Half an avocado sliced (not local, but delicious)
Left over mushroom mixture
I threw the above all together and it made a great pita to eat on a sunny afternoon on my patio. It feels so much easier to eat healthy when the sun is shining doesn't it?
Friday, February 13, 2009
"California" Flatbread
I still feel like I just returned from California (I know, I know, it's time to let go), so I decided to invent a new flatbread. In the tradition of calling anything with avocado the "California" version of that thing (California pizza, California burger, California chicken sandwich, etc....) this shall be dubbed the California Flatbread. It is quite a lot different from my standard "roast/preserved Italian veggies, goat cheese and pesto" flat bread and my "mango brie" flatbread, but clearly had a cuter name, and is a good addition to my usual lunchtime repetior.
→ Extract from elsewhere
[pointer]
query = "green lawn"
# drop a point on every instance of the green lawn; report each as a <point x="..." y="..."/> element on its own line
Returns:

As with all flatbreads, this one is just a fun group of toppings piled on a pita, or in this case some leftover naan bread, and then warmed up so that I feel like I am getting a hot lunch.
The base is just pesto (look at how much pesto restraint I exercised!), sundried tomatoes and artichokes (other ingredients that help support the random "California" label).
On top, I layer thin slices of feta cheese, avocado slices (the more the better), and a tiny bit of grated mozzarella cheese so that there is something to melt. Five minutes in a 350F oven, and voila! Lunch!
Friday, December 26, 2008
My Favourite Avocado Salad
After many days of eating like a pig, I really felt like having a salad today. This is my favorite salad of all time. It has evolved from the Joey's Diva (Viva now?) salad, but at this point it only has a couple of the original ingredients. I frequently serve it over top of whatever salad greens are in season, but having been by the grocery store the other day, there were not any appealing looking greens to be had. No worries though, the greens are mostly filler anyway.
Avocado Salad (a large salad for one):
1 avocado chopped
1 small pear chopped (apple could substitute for a more crisp taste)
3 dried apricots finely chopped
1 tablespoon toasted pine nuts
feta to taste
Optional: crispy warm bacon bits (make them, do not shake them out of a container)
To toast the pine nuts, place them on a baking sheet on "broil" and keep an eye on them until they start to brown. This will only take seconds. Top the salad with a drizzle of olive oil and a drizzle of balsamic vinegar.
I am not the kind of person that will eat a pile of greens all by themselves. For me to eat a salad, I like to have some cheese in it and/or nuts and/or meat. With this one, if I throw the bacon bits on it, I get all three. If you are serving this salad at a dinner party, do not make it too far in advance or everything will brown.